A Survey of Clinical Uncertainty from the Paediatric Basic Specialist Trainee Perspective.
MB O’Neill 1,ZA Sarani1, AJ Nicholson2,M Elbadry1 ,AM Deasy1
Mayo University Hospital, Castlebar,Co.Mayo1,
Childrens University Hospital ,Temple Street, Dublin2
It is a fallacy to believe that all clinical encounters between doctors and patients are amenable to satisfactory resolution and consequently uncertainty is a fact of life. Experienced doctors may modify this uncertainty through investigations. However, for newly qualified doctors this dilemma is compounded by both their limited knowledge and clinical experience1. In the Irish health care system, the most inexperienced doctor is often the first person to see and evaluate patients in the hospital setting adding to the clinical challenges that they encounter. This study was performed to evaluate clinical uncertainty, experienced in a hospital setting, from basic specialist paediatric trainee’s perspective.

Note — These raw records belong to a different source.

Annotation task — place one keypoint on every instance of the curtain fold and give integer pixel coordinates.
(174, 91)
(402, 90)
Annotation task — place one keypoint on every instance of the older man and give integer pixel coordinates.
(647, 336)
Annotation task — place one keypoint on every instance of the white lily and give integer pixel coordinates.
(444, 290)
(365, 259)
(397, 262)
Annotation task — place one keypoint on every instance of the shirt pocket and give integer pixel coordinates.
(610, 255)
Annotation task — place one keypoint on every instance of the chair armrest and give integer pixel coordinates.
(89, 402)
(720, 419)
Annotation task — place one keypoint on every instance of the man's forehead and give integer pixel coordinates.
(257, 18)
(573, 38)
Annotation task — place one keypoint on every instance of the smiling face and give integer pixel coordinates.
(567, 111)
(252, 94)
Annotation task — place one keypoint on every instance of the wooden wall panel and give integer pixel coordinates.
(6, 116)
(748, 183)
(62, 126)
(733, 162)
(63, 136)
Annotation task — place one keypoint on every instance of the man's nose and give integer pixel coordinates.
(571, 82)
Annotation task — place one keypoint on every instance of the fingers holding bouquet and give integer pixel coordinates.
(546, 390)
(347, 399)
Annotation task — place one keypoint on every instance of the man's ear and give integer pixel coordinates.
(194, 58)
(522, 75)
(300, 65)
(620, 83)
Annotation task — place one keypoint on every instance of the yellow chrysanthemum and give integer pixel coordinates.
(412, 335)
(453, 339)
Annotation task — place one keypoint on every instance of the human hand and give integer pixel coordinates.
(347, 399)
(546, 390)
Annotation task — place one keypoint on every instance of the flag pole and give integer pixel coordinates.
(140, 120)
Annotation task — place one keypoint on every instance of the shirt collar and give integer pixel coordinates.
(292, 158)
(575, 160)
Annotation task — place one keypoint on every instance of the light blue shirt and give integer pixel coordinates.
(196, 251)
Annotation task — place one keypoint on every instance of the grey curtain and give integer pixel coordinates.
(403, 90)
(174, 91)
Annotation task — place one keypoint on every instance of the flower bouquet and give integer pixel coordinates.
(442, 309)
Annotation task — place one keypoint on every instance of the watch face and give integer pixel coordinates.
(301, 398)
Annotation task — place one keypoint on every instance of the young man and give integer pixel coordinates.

Basic Specialist Trainees (BSTs) in paediatrics were surveyed while attending a study day. A 75% attendance rate of study days is required from the 64 BST in Paediatrics. The survey explored four aspects relating to uncertainty which included a) factors in decision-making, b) personal impact of uncertainty c) their response to clinical scenarios involving clinical error and challenges to their clinical decisions and d) potential strategies to address uncertainty. Data obtained included gender and year of graduation. A Likert scoring system was utilised (cuing at 1, not at all and at 6, definitely) to rate responses. A don’t know option was allowed to avoid coerced responses from trainees. Three trainee scenarios were assessed a) the response of trainees to a colleague who had made clinical error b) their response when a confident clinical decision was challenged by others and c) their response when the majority opinion differs from them in a clinical assessment. The survey was restricted to graduates with less than two years of clinical experience post internship to ensure a homogeneous group and to allow for generalisability of the results. This study received ethical approval from Mayo General Hospital research and ethics committee.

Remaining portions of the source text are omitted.